Re: GetOldestXmin going backwards is dangerous after all - Mailing list pgsql-hackers

From Andres Freund
Subject Re: GetOldestXmin going backwards is dangerous after all
Date
Msg-id 20130202142437.GC8956@awork2.anarazel.de
Whole thread Raw
In response to Re: GetOldestXmin going backwards is dangerous after all  (Tom Lane <tgl@sss.pgh.pa.us>)
Responses Re: GetOldestXmin going backwards is dangerous after all  (Simon Riggs <simon@2ndQuadrant.com>)
List pgsql-hackers
On 2013-02-01 19:24:02 -0500, Tom Lane wrote:
>  * There are also replication-related effects: a walsender
>  * process can set its xmin based on transactions that are no longer running
>  * in the master but are still being replayed on the standby, thus possibly
>  * making the GetOldestXmin reading go backwards.  In this case there is a
>  * possibility that we lose data that the standby would like to have, but
>  * there is little we can do about that --- data is only protected if the
>  * walsender runs continuously while queries are executed on the standby.
>  * (The Hot Standby code deals with such cases by failing standby queries
>  * that needed to access already-removed data, so there's no integrity bug.)
> 
> This is just bogus.  Why don't we make it a requirement on walsenders
> that they never move their advertised xmin backwards (or initially set
> it to less than the prevailing global xmin)?  There's no real benefit to
> allowing them to try to move the global xmin backwards, because any data
> that they might hope to protect that way could be gone already.

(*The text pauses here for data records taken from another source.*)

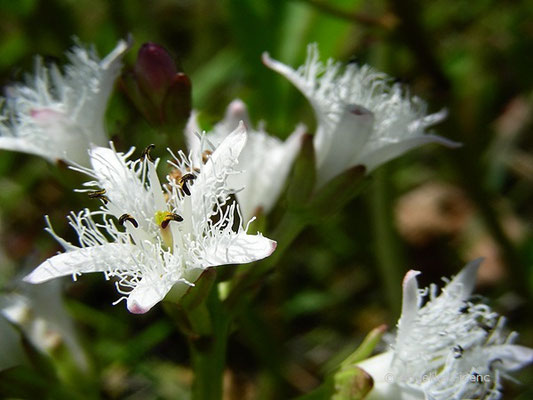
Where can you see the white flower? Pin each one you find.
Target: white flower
(10, 347)
(58, 115)
(450, 348)
(265, 161)
(39, 312)
(362, 119)
(167, 238)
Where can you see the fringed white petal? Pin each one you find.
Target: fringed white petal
(148, 292)
(84, 260)
(241, 248)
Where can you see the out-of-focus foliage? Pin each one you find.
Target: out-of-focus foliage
(432, 210)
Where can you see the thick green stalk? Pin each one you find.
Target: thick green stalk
(208, 352)
(387, 253)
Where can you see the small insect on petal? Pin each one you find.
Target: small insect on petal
(183, 183)
(146, 153)
(99, 194)
(205, 155)
(127, 217)
(458, 351)
(170, 217)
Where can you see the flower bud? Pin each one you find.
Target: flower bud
(155, 69)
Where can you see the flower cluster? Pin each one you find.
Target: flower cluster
(155, 239)
(59, 115)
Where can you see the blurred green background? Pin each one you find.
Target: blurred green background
(432, 210)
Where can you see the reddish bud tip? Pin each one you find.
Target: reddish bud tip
(155, 69)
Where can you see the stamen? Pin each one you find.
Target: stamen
(127, 217)
(146, 153)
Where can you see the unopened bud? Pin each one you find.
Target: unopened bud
(155, 70)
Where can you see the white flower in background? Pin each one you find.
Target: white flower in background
(40, 313)
(10, 347)
(167, 238)
(361, 118)
(265, 161)
(59, 115)
(449, 348)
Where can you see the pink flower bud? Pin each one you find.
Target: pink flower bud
(155, 70)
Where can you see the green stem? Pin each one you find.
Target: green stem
(387, 253)
(208, 352)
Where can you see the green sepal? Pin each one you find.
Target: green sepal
(352, 383)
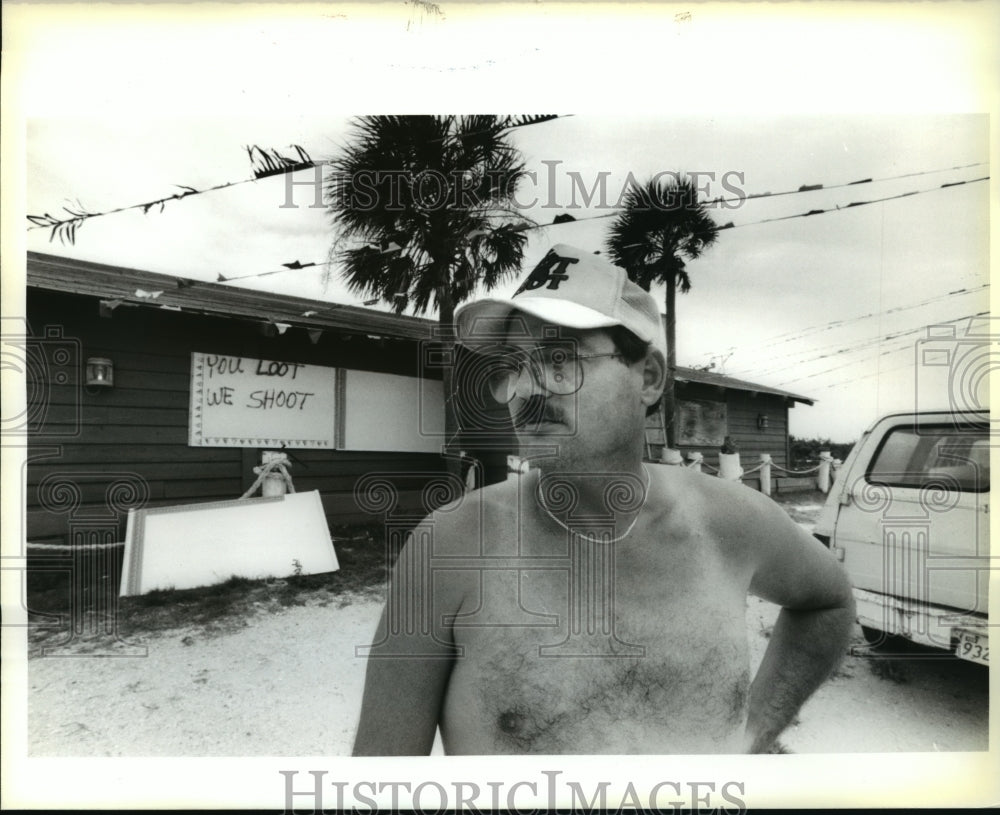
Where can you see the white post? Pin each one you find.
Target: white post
(765, 473)
(671, 456)
(729, 466)
(823, 479)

The problem imo has multiple sides.

a) We currently don't have a way to assign the minimal valid xmin to the
current backend. I already need that for logical replication, so we
might just as well add it now:

http://git.postgresql.org/gitweb/?p=users/andresfreund/postgres.git;a=commitdiff;h=84f6ed9550b65b0584589977877e9a997daeb61d

With that its just a matter of taking ProcArrayLock exlusively before
calling GetOldestXmin and assigning it to MyPgXact->xmin before
releasing it.

b) We don't assign the xmin early enough, we only set it when the first
feedback message arrives, but we should set it when walsender starts
streaming.

c) After a disconnect the feedback message will rather likely ask for an
xmin horizon thats not valid anymore on the primary. If the disconnect
was short enough often enough that doesn't matter because nothing has
been cleared out, but it doesn't really work all that well.
Thats still better than setting it to the currently valid minimal xmin
horizon because it prevents cleanup from that moment on.
I don't see how this can be significantly improved without persistent
knowledge about standbys.

>  * The return value is also adjusted with vacuum_defer_cleanup_age, so
>  * increasing that setting on the fly is another easy way to make
>  * GetOldestXmin() move backwards, with no consequences for data integrity.
> 
> And as for that, it's been pretty clear for awhile that allowing
> vacuum_defer_cleanup_age to change on the fly was a bad idea we'd
> eventually have to undo.  The day of reckoning has arrived: it needs
> to be PGC_POSTMASTER.

Not sure if that would really solve anything, similar problems seem to
exist even if the postmaster has been restarted inbetween.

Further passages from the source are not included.